- Born: 5 January 1927 Qazax, Azerbaijan SSR, Transcaucasian SFSR, USSR
- Died: 16 August 2025 (aged 98)
- Occupation: Writer

= Vidadi Babanli =

Azerbaijani writer (1927–2025)

Vidadi Yusif oglu Babanli (Babanlı Yusif oğlu Vidadi, 5 January 1927 – 16 August 2025) was an Azerbaijani writer, dramatist, translator and Merited Artist of Azerbaijan.

==Life and career==
Babanli was born in Şıxlı village of Qazax Rayon which is now renamed to Muğanlı and is under administration of Agstafa Rayon. His father Yusif Babanli was a history teacher and school headmaster. After he completed school in the village, he went to Azerbaijan State University in Baku in 1944 and completed his degree in 1949. He then worked at a local school in Sabirabad but soon returned to Baku to work at Azərbaycan müəllimi (Azerbaijani Teacher) magazine.
Even though he entered doctoral studies department and went to study at Maxim Gorky Literature Institute in Moscow, he had to return to Azerbaijan soon due to his health problems. In Baku he worked at Ədəbiyyat Qəzeti (Literature Newspaper) as literature expert and then became its branch manager from 1954 – 1960. From 1961 – 1968, he worked as the branch manager at Azerbaycan magazine. From 1974 – 1976, he was the editor-in-chief of Azerbaijanfilm's dubbing department. From 1978 – 1981, he was the vice-editor of Yazıçı publishing house. Vidadi Babanli's first poem was "Anam sən oldun" (You turned out to be my mother) published in 1947. Some of his first poems were published under his pseudonym Vidadi Şıxlı. In 1949, the poem "Donuş" (Turn) was published at İngilab və Medeniyyet (Revolution and Culture) magazine. In 1951, the poem "Təbrizdə bir gecə" (One night in Tabriz) was published in "Literary miscellany". In 1954, he continued his career with longer novels such as "Gəlin" (Bride).

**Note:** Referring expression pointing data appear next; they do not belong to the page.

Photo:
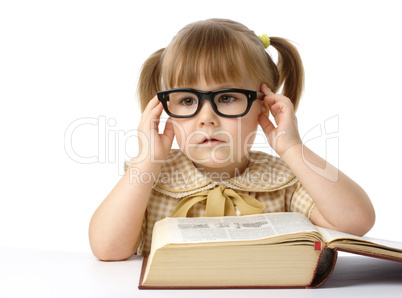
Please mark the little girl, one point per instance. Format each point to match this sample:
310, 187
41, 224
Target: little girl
217, 83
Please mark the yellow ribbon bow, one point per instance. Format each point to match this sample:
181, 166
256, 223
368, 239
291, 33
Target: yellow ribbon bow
220, 201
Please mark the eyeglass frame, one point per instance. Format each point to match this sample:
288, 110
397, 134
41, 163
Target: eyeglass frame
209, 95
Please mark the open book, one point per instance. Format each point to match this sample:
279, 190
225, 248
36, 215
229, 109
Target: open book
254, 251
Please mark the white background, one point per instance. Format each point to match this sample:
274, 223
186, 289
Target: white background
62, 61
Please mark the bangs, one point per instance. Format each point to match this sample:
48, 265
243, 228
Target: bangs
215, 53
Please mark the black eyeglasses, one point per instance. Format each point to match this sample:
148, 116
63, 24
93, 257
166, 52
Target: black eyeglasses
186, 103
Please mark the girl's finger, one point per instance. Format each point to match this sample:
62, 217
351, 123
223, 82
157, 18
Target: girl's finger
266, 125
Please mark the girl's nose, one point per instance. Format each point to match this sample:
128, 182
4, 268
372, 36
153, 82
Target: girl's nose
207, 115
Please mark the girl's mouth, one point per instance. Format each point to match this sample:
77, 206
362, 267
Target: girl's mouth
211, 142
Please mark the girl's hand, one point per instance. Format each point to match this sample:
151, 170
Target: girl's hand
285, 134
152, 145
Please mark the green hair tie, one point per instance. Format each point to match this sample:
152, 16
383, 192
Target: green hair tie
265, 40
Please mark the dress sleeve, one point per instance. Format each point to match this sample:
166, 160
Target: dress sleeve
298, 200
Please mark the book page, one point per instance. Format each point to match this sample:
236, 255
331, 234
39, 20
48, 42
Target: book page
235, 228
330, 235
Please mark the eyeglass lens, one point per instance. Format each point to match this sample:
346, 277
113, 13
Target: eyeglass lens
186, 103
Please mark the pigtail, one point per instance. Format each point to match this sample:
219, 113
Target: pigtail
150, 80
290, 69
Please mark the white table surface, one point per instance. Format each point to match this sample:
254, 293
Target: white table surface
39, 273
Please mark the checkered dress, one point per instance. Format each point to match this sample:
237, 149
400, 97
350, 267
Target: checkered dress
267, 178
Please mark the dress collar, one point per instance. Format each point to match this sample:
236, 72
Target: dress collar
179, 177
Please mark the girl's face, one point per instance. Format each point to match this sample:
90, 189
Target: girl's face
216, 143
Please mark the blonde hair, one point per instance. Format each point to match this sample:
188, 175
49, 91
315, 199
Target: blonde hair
219, 49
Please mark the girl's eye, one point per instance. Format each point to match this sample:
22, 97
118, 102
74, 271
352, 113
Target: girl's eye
188, 101
227, 99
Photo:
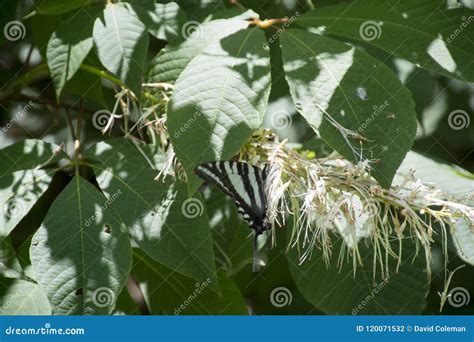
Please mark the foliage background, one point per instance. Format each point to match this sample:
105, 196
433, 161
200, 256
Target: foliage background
159, 284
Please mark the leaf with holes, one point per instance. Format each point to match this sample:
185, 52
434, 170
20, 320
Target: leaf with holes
356, 103
423, 32
170, 227
121, 41
81, 254
219, 100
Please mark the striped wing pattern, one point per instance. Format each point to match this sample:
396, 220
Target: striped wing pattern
245, 184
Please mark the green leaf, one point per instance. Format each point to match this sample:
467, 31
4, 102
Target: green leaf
28, 154
19, 297
9, 265
69, 45
450, 180
334, 290
19, 192
169, 293
347, 97
423, 32
171, 61
81, 254
219, 100
164, 21
55, 7
155, 212
121, 42
42, 27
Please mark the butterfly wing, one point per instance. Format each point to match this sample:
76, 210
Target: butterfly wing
245, 184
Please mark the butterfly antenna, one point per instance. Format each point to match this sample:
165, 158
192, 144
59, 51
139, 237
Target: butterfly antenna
256, 256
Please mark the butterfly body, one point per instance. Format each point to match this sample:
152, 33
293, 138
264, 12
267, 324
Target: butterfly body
246, 185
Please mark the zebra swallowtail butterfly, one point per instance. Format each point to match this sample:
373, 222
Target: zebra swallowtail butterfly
245, 184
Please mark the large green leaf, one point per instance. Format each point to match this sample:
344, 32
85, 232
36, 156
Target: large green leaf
356, 103
424, 32
81, 254
156, 212
167, 292
122, 42
18, 194
69, 45
171, 61
55, 7
9, 264
164, 21
19, 297
28, 154
219, 100
450, 180
334, 290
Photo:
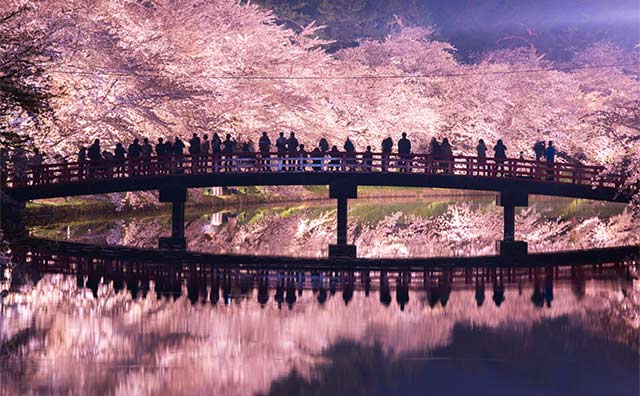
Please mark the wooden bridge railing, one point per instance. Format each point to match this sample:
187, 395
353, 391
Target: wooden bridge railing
508, 168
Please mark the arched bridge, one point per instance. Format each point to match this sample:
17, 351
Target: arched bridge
513, 179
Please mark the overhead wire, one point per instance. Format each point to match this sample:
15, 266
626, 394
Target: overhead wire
124, 73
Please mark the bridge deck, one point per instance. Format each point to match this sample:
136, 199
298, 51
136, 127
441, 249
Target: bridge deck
374, 169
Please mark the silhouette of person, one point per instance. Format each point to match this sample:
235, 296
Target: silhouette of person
481, 150
446, 154
146, 151
264, 144
316, 154
404, 149
335, 155
550, 157
82, 159
178, 147
216, 151
134, 150
350, 154
500, 154
387, 147
229, 146
292, 150
95, 155
36, 166
94, 151
281, 149
194, 145
539, 149
323, 145
160, 149
205, 148
367, 160
302, 158
194, 152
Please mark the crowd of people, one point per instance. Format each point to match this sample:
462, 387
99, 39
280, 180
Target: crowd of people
285, 154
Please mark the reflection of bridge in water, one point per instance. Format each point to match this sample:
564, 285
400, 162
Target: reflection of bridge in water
512, 179
284, 280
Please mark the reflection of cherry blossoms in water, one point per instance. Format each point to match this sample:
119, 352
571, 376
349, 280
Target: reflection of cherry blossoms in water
77, 343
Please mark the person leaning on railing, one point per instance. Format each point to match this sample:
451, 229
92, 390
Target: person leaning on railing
404, 150
387, 147
264, 144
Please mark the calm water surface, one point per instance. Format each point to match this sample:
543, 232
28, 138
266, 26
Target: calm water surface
79, 325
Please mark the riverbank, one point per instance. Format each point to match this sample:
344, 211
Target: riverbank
82, 208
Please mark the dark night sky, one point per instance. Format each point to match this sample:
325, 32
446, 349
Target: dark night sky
556, 27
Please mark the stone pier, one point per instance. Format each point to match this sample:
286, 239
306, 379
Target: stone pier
177, 196
508, 246
342, 192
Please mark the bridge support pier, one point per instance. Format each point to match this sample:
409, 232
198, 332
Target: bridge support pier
177, 196
342, 192
508, 246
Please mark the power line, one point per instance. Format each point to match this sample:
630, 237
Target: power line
123, 73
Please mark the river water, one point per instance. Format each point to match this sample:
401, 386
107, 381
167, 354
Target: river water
76, 324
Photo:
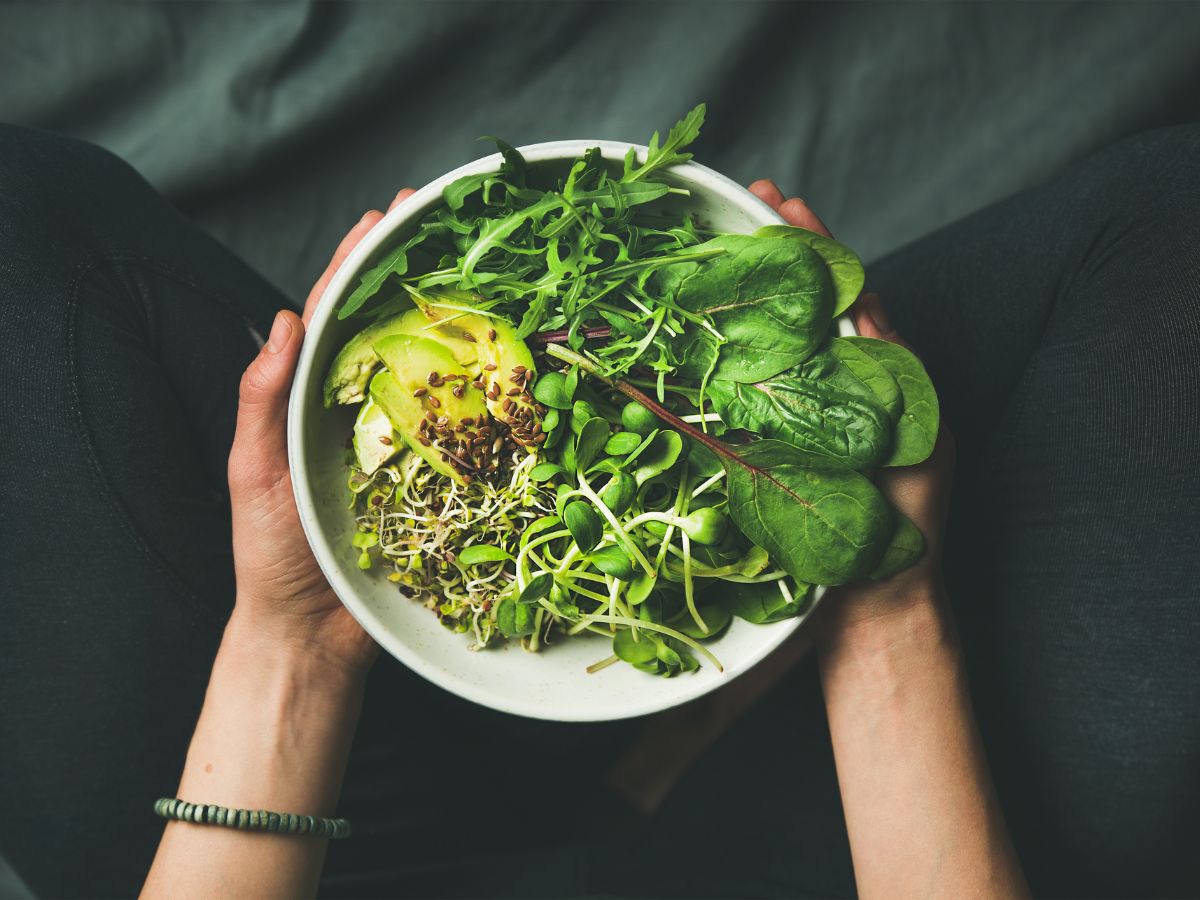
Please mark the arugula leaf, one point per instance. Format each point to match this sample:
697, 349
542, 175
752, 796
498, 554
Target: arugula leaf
810, 415
845, 267
457, 191
685, 131
618, 193
917, 426
821, 522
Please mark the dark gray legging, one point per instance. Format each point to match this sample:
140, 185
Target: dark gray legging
1062, 329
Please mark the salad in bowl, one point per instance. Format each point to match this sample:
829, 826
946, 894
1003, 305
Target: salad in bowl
598, 402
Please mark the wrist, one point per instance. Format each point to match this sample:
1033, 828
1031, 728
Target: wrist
264, 645
293, 714
906, 613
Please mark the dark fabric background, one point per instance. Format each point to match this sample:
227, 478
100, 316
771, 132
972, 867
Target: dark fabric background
275, 125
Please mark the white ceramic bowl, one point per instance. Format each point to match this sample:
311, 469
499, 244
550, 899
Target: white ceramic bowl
552, 683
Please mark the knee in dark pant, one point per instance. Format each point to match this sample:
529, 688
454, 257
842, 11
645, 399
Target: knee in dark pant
54, 191
1135, 213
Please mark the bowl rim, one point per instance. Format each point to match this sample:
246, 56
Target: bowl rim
418, 204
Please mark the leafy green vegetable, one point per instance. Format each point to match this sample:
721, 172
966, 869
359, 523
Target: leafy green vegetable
808, 414
586, 504
845, 267
514, 619
917, 427
551, 390
906, 547
769, 300
615, 562
765, 603
583, 523
822, 522
478, 553
660, 455
591, 442
847, 367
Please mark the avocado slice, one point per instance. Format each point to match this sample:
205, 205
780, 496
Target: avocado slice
432, 418
375, 441
505, 364
357, 361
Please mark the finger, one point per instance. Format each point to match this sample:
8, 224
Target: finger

Babanli was the author of more than 40 books and one film script. His novels and poems have been translated into a number of languages. The novel "Vicdan susanda" (When the conscience is silent) was first published in 1970, then in 1976 and completely in 1978. It was published in Azerbaijan for 9 times and in Russia for 5 times. The boom was translation into Persian and Turkish languages and published in Iran, Tehran in 2010, in Turkey, Istanbul in 2011. His drama plays are "Ana intiqami" (Mother's revenge), which was written in 1994 and put on the stage of Drama Theatre in 1996; "Çuruk adam" (A Stinker) (2002); "İtirilmiş inam" (Lost confidence) (2006). Later, the novel "Müqəddəs ocaq" (Holy hearth) (1982) was published in Azeri and Russian languages; the other novels are "Omurluk azab" (Eternal torment) (2005), "Gizlinlerim" (Secrets) (2007), "Geribe eşq" (Strange love) (2009), "Bulanliq dunya" (Turbid world). Vidadi Babanli is also the author of 5 narratives: "Gəlin" (Bride) (1955), "Ayazlı gecələr" (Frosty nights) (1958), "Həyat bizi sınayır" (Life is testing us) (1963), "İnsaf nənə" (Grandmother İnsaf) (1988), "Ana intiqamı" (Mother's revenge) (1994). The stories and poems are also the result of many years' work. He wrote collections of poems under the title "Hoydu, dəlilərim, hoydu" (Go ahead, my heroes) and "Kişilik himni" (The anthem of courage).
An outstanding representative of contemporary Azeri literature, Vidadi Babanli has tried his pen in translating and writing hundreds of journalistic articles about various literary problems. As a talented translator Vidadi Babanli has translated the works of well-known Russian, Ukrainian writers, such as Valentin Rasputin and others. Being an editor-in-chief of dubbing department Vidadi Babanli has translated the texts of the films about Abu Reyhan Biruni, "Red arrowwood".
The screen movie "Həyat Bizi Sınayır" (Life is testing us) scripted by Vidadi Babanli was shot in 1972.
In 2009, the Writer's Union of Azerbaijan celebrated Vidadi Babanli's 80th anniversary. Latterly, 85-year-old Vidadi Babanli wrote poems.

== Death ==
Babanli died on 16 August 2025, at the age of 98.